La musique, envoûtante à souhait, est signée par un proche d’Anderson : Johnny Greenwood (le guitariste de Radiohead). L’artiste signe une bande originale à la fois classique et hypnotique. C’est d’ailleurs lui qui aurait donné l’idée du film à Anderson quand il demanda à ce dernier - à l’occasion d’une sauterie – où il avait dégotté son habit très « Beau Brummell ».

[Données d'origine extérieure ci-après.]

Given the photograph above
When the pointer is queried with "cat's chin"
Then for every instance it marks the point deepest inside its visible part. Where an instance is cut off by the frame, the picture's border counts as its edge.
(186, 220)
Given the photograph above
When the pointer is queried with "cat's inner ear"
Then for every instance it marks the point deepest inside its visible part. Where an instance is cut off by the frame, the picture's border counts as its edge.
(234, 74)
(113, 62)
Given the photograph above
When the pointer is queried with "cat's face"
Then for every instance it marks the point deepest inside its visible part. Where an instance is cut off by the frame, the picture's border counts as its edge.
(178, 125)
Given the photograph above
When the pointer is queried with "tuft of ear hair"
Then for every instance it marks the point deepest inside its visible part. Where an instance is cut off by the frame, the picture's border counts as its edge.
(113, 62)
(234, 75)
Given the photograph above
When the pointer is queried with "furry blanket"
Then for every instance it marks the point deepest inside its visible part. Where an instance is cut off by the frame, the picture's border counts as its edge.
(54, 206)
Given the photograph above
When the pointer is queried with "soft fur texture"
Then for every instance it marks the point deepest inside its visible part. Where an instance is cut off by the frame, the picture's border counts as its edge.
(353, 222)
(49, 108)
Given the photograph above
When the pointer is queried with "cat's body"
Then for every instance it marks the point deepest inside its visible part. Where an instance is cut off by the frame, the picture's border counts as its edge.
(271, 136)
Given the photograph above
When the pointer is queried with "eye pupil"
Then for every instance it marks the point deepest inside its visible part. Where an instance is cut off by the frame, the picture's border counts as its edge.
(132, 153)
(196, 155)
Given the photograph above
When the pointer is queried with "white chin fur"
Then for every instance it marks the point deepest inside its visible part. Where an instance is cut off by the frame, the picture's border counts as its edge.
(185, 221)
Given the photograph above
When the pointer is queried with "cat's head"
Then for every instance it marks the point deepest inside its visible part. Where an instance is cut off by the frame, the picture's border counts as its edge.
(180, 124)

Alma (la luxembourgeoise Vicky Krieps) - dans un personnage à la candeur virginale - tire son épingle du jeu en ne dénotant aucunement dans un casting aguerri. Pour son chant du cygne (l'acteur a confirmé qu’il tournait définitivement la page), Daniel Day-Lewis s’enferme dans un rôle de monomaniaque. Dans le film, la délicatesse des mouvements du couturier qu'il interprète contraste avec sa rigidité, ses vieilles routines et les codes de la haute bourgeoisie qu’il semble tant chérir. L’acteur dépeint un personnage névrosé et ambigu comme lui seul sait le faire. Day-Lewis serait-il en route vers un quatrième Oscar ? Lewis est une fois de plus fidèle à la fameuse Method acting. Avant le tournage, il aurait appris à coudre et aurait confectionné une robe à sa femme, la réalisatrice Rebecca Miller. Notons également la performance admirable de Lesley Manville dans un rôle qui sans un talent certain aurait pu tomber dans la caricature de la grande sœur possessive et sans cœur. L'actrice est d'ailleurs dans la course pour décrocher une statuette dorée le mois prochain. 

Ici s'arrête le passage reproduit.